# Data Preparation 

In this notebook, we inspect the data frames from different sources and prepare them for a unifying merge.

## General Setup

In [None]:
import pandas as pd
import missingno as msno
import matplotlib.pyplot as plt

from signal_sigma.config.cfg_legacy import *

In [None]:
# Begin of META era
START_DATE = "2012-12-30"

NB_NUMBER = 2

## Stocks from `yfinance`

In [None]:
dfs_0 = {}

for ticker in STOCK_TICKERS:
    csvname = ticker.lower() + ".csv"
    csvpath_rel = os.path.join(DATA_STOCKS_DIR_RELPATH, csvname)
    dfs_0[ticker] = load_df_from_csv(csvpath_rel, NB_NUMBER)

In [None]:
dfs_0["AMZN"].info()

### Stock Data Frame Processing

- Remove the null / header
- Make some features Engineering
- Change the column name
- Change the time type

In [None]:
dfs = {}

for ticker in STOCK_TICKERS:
    df = dfs_0[ticker]

    # Remove rows containing any missing values.
    df = df.dropna()

    # Calculate new features based on price data

    # Calculate the difference between the high and low price for each day.
    df["delta_price"] = df["high"] - df["low"]
    # Calculate the average of the close, high, low, and open prices
    # as a metric for the day's price distribution.
    # WARNING: This might not be a standard financial metric. In consequence, 
    # this is also true for the following derived metrics.
    df["avg_price"] = (df["close"] + df["high"] + df["low"] + df["open"]) / 4
    # Calculate the ratio of the delta price to the average price.
    df["price_ratio"] = df["delta_price"] / df["avg_price"]
    # Calculate the difference between the trading volume and the average price
    df["invest"] = df["volume"] * df["avg_price"]

    # Other alternatives
    # XXX: Uncomment when time is ripe.

    # # Median Price (avoids extreme fluctuations)
    # df["median_price"] = (df["high"] + df["low"]) / 2

    # # Adjusted OHLC Mean (weights closing price higher)
    # df["adj_avg_price"] = (df["close"] * 2 + df["high"] + df["low"] + df["open"]) / 5

    # # Typical Price (common in financial indicators)
    # df["typical_price"] = (df["high"] + df["low"] + df["close"]) / 3

    # # Weighted Price (emphasizes high price more)
    # df["weighted_price"] = (df["high"] * 0.5 + df["low"] * 0.25 + df["close"] * 0.25)

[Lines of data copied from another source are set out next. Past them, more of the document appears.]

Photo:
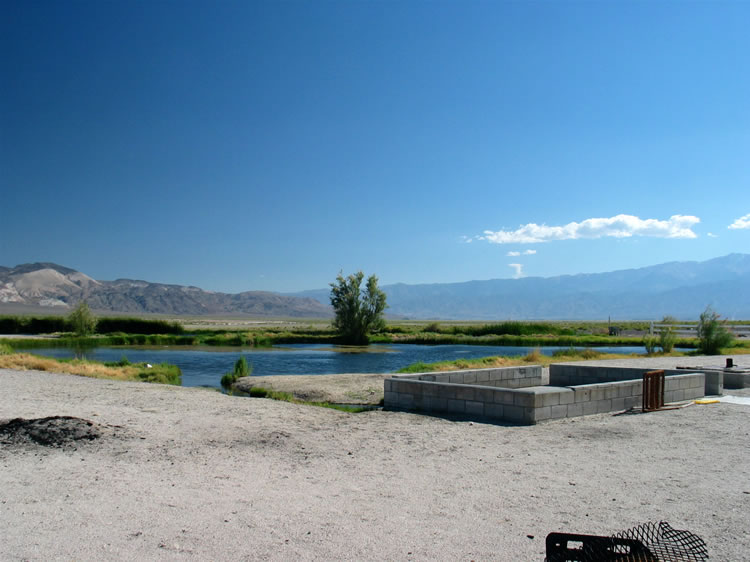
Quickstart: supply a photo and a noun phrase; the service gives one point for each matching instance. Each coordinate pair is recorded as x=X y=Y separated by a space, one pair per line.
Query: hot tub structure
x=524 y=395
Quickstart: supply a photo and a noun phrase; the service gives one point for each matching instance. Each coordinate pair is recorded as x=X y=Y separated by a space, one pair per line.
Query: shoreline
x=182 y=472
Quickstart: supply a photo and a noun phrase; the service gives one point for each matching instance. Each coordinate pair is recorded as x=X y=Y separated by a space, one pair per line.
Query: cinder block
x=445 y=391
x=457 y=406
x=482 y=394
x=438 y=404
x=575 y=410
x=589 y=408
x=525 y=399
x=513 y=413
x=603 y=406
x=542 y=413
x=557 y=412
x=429 y=389
x=464 y=393
x=693 y=393
x=494 y=411
x=474 y=408
x=405 y=400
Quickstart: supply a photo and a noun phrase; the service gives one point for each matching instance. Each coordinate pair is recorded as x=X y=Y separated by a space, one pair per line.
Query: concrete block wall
x=530 y=405
x=571 y=375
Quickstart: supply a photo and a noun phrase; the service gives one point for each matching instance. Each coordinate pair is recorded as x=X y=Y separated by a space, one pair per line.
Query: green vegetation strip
x=259 y=392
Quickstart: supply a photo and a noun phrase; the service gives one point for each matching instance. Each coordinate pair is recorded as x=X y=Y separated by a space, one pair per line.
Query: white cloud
x=742 y=222
x=620 y=226
x=513 y=253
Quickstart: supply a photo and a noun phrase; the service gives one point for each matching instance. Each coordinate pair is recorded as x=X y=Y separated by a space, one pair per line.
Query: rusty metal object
x=653 y=390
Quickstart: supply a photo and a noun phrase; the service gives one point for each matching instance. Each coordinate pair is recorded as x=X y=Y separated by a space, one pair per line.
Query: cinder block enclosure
x=516 y=394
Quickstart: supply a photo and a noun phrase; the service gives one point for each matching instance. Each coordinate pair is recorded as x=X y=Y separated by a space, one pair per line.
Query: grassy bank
x=123 y=370
x=259 y=392
x=533 y=358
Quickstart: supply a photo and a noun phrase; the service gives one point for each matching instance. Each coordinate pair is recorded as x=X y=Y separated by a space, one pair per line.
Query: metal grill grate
x=653 y=390
x=650 y=542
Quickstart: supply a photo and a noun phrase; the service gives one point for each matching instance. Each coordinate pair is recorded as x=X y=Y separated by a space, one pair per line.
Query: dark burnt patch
x=52 y=431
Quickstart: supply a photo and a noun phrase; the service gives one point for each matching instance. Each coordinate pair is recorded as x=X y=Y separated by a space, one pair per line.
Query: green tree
x=357 y=313
x=712 y=334
x=82 y=320
x=241 y=369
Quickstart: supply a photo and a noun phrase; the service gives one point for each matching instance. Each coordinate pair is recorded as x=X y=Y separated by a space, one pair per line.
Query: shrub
x=712 y=335
x=82 y=322
x=137 y=326
x=357 y=314
x=241 y=369
x=667 y=339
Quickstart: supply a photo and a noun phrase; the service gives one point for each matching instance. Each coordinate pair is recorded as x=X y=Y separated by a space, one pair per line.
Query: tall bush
x=241 y=369
x=667 y=339
x=81 y=320
x=357 y=314
x=712 y=334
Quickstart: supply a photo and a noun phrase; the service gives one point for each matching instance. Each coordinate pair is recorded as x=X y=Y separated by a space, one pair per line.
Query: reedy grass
x=163 y=373
x=260 y=392
x=534 y=357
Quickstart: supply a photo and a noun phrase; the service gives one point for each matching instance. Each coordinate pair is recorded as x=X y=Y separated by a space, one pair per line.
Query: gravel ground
x=132 y=471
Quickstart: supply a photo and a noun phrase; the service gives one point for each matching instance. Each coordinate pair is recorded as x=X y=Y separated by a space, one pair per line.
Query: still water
x=205 y=366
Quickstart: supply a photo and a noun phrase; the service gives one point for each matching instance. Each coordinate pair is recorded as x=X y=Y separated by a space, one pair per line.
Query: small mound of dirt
x=54 y=431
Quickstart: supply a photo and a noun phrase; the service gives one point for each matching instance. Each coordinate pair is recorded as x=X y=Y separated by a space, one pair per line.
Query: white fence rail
x=691 y=330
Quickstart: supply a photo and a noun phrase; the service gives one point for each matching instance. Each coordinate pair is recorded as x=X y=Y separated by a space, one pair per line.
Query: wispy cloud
x=742 y=222
x=620 y=226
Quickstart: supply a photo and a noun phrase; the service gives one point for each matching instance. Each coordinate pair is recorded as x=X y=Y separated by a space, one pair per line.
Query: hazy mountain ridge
x=681 y=289
x=52 y=285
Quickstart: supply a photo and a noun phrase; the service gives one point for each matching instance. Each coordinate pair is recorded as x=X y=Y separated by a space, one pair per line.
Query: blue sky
x=269 y=145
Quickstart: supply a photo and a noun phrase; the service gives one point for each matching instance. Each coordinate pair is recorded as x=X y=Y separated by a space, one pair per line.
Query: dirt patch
x=53 y=431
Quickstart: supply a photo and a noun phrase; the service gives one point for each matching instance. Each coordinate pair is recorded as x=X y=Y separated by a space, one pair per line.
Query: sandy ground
x=191 y=474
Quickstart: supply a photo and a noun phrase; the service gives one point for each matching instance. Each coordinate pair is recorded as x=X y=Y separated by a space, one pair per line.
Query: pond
x=204 y=366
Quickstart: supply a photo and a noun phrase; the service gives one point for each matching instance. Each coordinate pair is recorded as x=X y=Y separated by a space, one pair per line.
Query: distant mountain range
x=680 y=289
x=57 y=287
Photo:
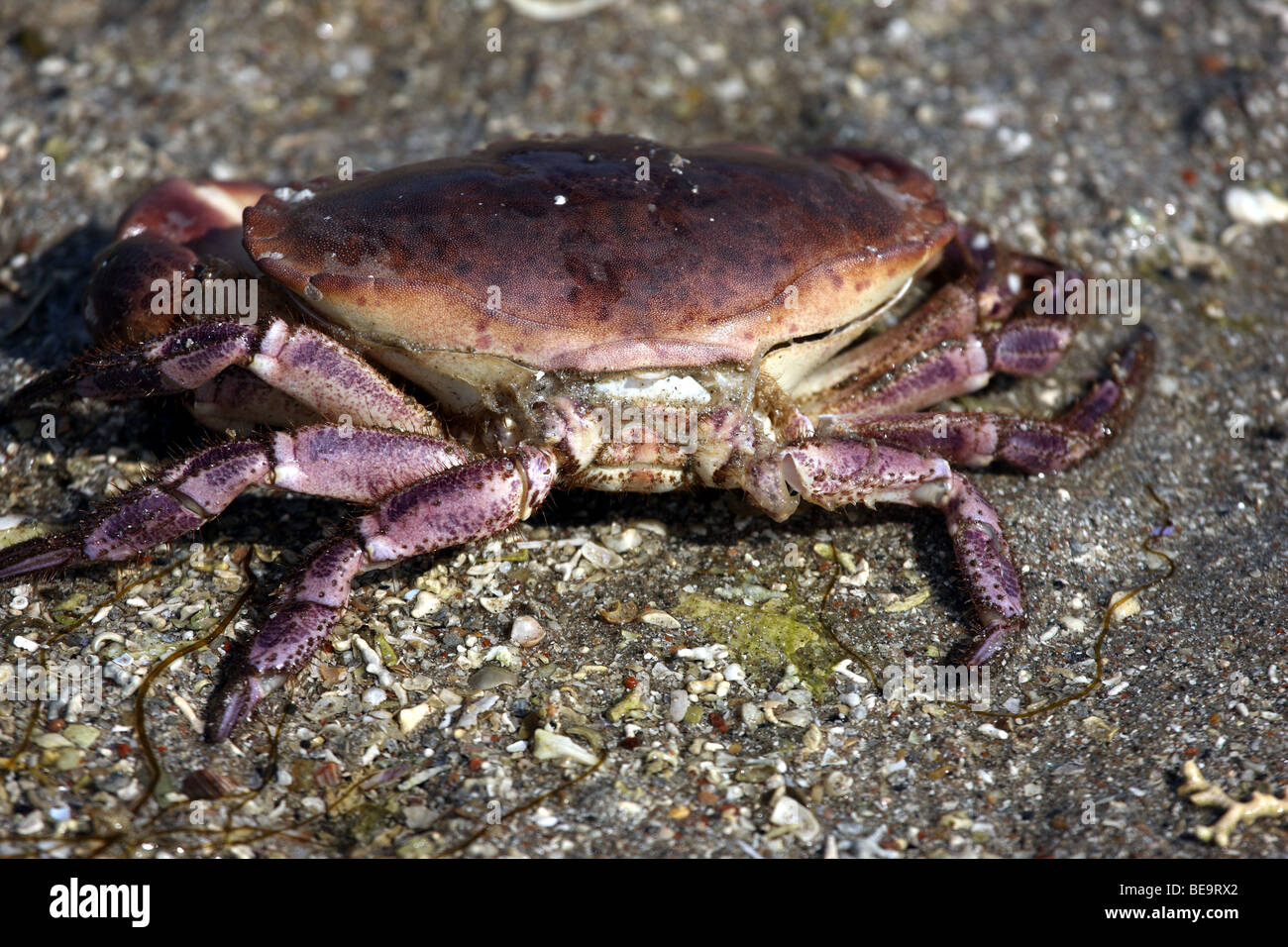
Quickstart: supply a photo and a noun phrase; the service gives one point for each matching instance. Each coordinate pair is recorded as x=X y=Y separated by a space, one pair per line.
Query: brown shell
x=595 y=264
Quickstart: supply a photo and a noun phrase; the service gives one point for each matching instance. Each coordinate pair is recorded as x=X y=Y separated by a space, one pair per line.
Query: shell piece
x=606 y=253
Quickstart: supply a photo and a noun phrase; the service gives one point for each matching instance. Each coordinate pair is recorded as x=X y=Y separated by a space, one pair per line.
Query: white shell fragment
x=526 y=631
x=555 y=746
x=1254 y=206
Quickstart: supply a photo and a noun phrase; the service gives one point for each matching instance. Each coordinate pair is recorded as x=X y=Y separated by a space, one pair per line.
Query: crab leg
x=978 y=438
x=326 y=460
x=833 y=472
x=297 y=361
x=940 y=351
x=463 y=504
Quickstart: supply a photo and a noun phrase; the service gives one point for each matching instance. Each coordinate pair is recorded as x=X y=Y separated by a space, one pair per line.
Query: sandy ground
x=1117 y=158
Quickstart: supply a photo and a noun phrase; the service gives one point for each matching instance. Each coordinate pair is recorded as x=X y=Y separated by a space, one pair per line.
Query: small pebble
x=1124 y=604
x=552 y=746
x=526 y=631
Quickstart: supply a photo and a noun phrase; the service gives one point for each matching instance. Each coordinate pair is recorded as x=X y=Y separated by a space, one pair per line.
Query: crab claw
x=38 y=554
x=232 y=703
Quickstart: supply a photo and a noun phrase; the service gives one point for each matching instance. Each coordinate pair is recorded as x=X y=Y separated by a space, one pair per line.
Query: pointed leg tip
x=232 y=705
x=38 y=554
x=990 y=646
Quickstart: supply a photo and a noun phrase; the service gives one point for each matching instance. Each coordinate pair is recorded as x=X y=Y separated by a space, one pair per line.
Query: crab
x=606 y=313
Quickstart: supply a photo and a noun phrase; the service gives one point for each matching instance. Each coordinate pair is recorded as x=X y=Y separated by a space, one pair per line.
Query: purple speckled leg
x=348 y=464
x=297 y=361
x=1025 y=346
x=1030 y=445
x=460 y=505
x=951 y=344
x=833 y=472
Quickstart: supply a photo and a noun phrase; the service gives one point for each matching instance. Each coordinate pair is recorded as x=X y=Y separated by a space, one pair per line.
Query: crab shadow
x=42 y=321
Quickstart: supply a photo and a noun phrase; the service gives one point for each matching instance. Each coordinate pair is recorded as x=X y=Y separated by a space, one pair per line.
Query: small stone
x=526 y=631
x=81 y=735
x=411 y=718
x=425 y=604
x=489 y=677
x=553 y=746
x=600 y=557
x=1124 y=604
x=797 y=716
x=625 y=541
x=679 y=705
x=658 y=618
x=1254 y=206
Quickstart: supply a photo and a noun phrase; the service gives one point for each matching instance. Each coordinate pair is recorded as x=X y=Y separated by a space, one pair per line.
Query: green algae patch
x=767 y=638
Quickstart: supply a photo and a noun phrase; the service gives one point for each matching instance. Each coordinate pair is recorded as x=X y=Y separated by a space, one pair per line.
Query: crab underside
x=702 y=326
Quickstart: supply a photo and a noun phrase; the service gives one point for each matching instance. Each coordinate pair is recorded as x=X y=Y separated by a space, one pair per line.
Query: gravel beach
x=686 y=678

    # # Volume-Weighted Average Price (VWAP)
    # df["vwap"] = (df["close"] * df["volume"]).cumsum() / df["volume"].cumsum()

    # # Exponential Moving Average (EMA-based mean for responsiveness)
    # df["ema_avg_price"] = df["close"].ewm(span=10, adjust=False).mean()

    # Include ticker in column names (with exception of date)
    df = df.rename(
        columns={
            col: f"{col}_{ticker}" for col in df.columns if col != "date"
        },
    )

    dfs[ticker] = df

###  Find the Max and Min of the Data column in each companies stock Data Frame

In [None]:
dct_summary = {}

for ticker in STOCK_TICKERS:
    df = dfs[ticker]
    dr = {}
    dr["min_date"] = df["date"].min()
    dr["max_date"] = df["date"].max()
    dr["duration"] = dr["max_date"] - dr["min_date"]
    dct_summary[ticker] = dr

# Create a Pandas DataFrame to display the results
df_summary = pd.DataFrame.from_dict(dct_summary, orient="index")
df_summary.index.name = "Stock"

print("\nSummary: Stock Ranges\n")
print(df_summary.to_markdown(index=False))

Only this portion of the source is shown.